The Magician by Colm Toibin

The Magician by Colm Toibin

Author:Colm Toibin
Language: eng
Format: epub
Publisher: Scribner
Published: 2021-09-07T00:00:00+00:00


When he showed the letter to Katia, Thomas presumed that she would have much to say about the many ways in which Erika, since the day she was born, had attempted to control their lives. But Katia said nothing.

He was aware that the shunning of him that Erika threatened would possibly become widely known. He knew also from Alfred Knopf that the reading public in the United States were coming to see him as the most significant German writer alive, and one who was in exile because of his opposition to Hitler. It would not be easy to explain his silence to them.

Up to now, he had seen himself as exceptional, and that was why he had not wanted to join the dissidents. But more than anything else, he had been afraid. This was something that Katia understood, but not Erika nor Klaus nor Heinrich either. They did not understand timidity. For them there was only clarity. But this, Thomas believed, was a time of clarity just for the brave few; for the rest, it was a time of confusion. And he belonged to the rest in a way that did not, now, make him feel proud. He presented himself to the world as a man of principle, but instead, he thought, he was weak.

When a telegram arrived from Klaus adding fuel to Erika’s fire, Thomas went for a walk by the lake on his own. It was so typical of Klaus to wait until Erika had sent her letter!

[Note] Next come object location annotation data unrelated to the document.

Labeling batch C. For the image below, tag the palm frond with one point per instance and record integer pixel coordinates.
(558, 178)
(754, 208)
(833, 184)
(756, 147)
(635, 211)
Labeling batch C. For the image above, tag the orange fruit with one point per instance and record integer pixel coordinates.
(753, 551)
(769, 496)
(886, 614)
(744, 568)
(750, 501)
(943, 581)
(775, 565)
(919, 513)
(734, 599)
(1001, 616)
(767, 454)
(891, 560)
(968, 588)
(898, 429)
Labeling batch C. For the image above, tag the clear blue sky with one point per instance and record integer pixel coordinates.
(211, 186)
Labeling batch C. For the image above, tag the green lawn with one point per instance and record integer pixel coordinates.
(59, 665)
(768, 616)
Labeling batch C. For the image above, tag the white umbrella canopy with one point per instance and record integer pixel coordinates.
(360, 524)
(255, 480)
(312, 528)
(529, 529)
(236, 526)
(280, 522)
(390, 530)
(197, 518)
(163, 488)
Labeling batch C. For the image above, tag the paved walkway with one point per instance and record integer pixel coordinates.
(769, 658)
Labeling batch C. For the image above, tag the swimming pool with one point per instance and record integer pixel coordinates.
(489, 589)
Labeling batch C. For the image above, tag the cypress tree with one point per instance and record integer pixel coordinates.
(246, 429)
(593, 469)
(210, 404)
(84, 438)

He was inclined to write to both of them to suggest, since they were so astute, that they add up the amount of money they had received from him during their time in exile.

What irritated him more than anything was the knowledge that Erika and Klaus were right.

He was working each day on the next volume of his long work based on the story of Joseph in the Old Testament; he still felt that there would be readers for such a book, even as the sound of warmongering became shriller in Germany. Once he spoke out against the regime, however, he would lose his German readers. The words he was writing would lie dead on the page. They would depend on translators. And he would be forever on the Nazi blacklist, and Katia’s parents would be hounded by them further. But as he faced towards home, he told himself that this was happening to all the other writers, and to many other people.

He had been loyal to his publisher; he had wanted to keep his German readership. He had prevaricated and delayed. He had tried not to think about what he should do. He lived in dread of facing the fact that Germany was lost to him already. If he spoke out, he would have no choice.

Of course he would denounce Hitler! But doing so at the behest of his daughter, with all the family watching him, made him feel powerless. If only Erika could be quiet, then he would act.